Symbolic Regression via Neural-Guided Genetic Programming Population Seeding

TL;DR

This paper presents a hybrid neural-guided and genetic programming approach for symbolic regression, which improves expression recovery rates and introduces more challenging benchmark problems.

Contribution

A novel hybrid method that uses neural guidance to seed genetic programming populations, enhancing symbolic regression performance.

Findings

Recovered 65% more expressions than previous top models.

Running multiple genetic programming generations without neural guidance performs better.

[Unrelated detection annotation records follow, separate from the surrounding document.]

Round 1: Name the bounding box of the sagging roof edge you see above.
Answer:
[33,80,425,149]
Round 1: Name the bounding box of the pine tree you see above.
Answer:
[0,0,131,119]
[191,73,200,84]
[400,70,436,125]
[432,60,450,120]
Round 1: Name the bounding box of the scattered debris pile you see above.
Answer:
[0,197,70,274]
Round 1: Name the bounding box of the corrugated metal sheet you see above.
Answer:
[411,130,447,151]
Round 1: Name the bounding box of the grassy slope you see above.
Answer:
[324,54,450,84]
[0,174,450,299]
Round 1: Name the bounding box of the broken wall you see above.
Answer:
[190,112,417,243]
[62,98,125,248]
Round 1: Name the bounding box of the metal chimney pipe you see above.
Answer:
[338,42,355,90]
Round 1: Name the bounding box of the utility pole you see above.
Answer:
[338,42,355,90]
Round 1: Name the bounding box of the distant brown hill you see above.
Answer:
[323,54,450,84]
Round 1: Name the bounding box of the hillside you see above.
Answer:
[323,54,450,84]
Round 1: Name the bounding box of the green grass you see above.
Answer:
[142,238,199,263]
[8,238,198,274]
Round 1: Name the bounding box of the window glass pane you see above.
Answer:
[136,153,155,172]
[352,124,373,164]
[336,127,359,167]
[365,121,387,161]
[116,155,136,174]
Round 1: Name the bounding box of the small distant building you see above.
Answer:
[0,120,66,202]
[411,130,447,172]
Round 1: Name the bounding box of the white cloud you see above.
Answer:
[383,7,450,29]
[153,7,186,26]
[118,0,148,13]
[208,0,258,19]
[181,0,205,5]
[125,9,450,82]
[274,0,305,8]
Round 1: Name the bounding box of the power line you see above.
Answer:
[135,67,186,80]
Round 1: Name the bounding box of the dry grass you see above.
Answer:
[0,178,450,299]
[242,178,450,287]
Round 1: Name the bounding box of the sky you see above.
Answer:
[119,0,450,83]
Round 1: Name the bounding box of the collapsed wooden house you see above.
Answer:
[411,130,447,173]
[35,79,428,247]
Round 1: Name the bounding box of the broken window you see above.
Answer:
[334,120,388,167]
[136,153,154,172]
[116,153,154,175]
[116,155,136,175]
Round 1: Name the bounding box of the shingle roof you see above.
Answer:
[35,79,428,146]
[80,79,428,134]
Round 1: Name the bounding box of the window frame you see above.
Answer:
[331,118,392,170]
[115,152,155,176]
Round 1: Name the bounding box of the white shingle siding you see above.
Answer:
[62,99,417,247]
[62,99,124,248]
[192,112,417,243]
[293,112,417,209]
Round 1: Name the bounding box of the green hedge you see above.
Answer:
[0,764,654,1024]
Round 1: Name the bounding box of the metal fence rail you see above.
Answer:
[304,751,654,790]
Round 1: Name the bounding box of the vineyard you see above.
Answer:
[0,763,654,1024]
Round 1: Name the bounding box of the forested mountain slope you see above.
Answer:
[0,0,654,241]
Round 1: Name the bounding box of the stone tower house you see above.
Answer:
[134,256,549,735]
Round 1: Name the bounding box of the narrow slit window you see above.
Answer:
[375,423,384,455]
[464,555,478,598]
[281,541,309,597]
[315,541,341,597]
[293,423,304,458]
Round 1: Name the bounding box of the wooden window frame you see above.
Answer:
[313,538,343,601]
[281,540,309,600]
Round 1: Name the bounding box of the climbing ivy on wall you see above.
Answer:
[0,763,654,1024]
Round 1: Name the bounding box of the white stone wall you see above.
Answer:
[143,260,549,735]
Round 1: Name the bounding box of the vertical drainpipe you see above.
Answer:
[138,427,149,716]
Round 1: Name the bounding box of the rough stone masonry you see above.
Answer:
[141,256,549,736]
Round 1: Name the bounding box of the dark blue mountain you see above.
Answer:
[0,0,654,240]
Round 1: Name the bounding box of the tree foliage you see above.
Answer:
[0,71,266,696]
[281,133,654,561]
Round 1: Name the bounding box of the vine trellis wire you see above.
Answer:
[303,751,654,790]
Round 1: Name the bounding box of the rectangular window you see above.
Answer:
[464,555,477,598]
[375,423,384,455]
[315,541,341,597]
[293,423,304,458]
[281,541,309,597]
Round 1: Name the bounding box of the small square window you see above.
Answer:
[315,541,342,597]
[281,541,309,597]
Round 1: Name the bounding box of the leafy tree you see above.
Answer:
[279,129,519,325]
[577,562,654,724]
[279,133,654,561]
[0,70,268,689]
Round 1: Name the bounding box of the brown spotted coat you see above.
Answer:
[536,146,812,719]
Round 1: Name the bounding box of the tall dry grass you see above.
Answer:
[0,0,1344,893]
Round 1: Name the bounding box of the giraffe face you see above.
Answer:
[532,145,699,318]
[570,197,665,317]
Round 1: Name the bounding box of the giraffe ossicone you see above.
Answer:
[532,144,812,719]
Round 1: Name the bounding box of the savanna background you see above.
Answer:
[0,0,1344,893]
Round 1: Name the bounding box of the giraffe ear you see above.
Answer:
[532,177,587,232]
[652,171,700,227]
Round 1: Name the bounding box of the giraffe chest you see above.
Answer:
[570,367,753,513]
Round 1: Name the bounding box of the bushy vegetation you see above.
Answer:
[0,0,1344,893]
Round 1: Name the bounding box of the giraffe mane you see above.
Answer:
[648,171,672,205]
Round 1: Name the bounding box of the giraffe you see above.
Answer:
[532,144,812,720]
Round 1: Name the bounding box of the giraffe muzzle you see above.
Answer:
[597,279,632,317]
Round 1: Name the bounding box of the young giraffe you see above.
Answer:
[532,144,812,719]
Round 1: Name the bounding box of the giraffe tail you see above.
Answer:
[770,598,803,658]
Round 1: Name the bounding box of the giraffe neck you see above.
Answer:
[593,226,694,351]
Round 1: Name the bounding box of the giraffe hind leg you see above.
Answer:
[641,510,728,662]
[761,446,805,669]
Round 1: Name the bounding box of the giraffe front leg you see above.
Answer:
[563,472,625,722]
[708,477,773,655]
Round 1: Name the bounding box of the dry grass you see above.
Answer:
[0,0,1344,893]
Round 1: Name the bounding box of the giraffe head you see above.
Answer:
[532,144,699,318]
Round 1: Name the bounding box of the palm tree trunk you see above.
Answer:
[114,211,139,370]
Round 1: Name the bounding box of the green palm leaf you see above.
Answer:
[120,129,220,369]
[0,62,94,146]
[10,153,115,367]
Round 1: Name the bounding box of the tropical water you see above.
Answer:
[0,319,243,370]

Introduced 22 new, more difficult benchmark problems.

Abstract

Symbolic regression is the process of identifying mathematical expressions that fit observed output from a black-box process. It is a discrete optimization problem generally believed to be NP-hard. Prior approaches to solving the problem include neural-guided search (e.g. using reinforcement learning) and genetic programming. In this work, we introduce a hybrid neural-guided/genetic programming approach to symbolic regression and other combinatorial optimization problems. We propose a neural-guided component used to seed the starting population of a random restart genetic programming component, gradually learning better starting populations. On a number of common benchmark tasks to recover underlying expressions from a dataset, our method recovers 65% more expressions than a recently published top-performing model using the same experimental setup. We demonstrate that running many genetic programming generations without interdependence on the neural-guided component performs better for symbolic regression than alternative formulations where the two are more strongly coupled. Finally, we introduce a new set of 22 symbolic regression benchmark problems with increased difficulty over existing benchmarks. Source code is provided at www.github.com/brendenpetersen/deep-symbolic-optimization.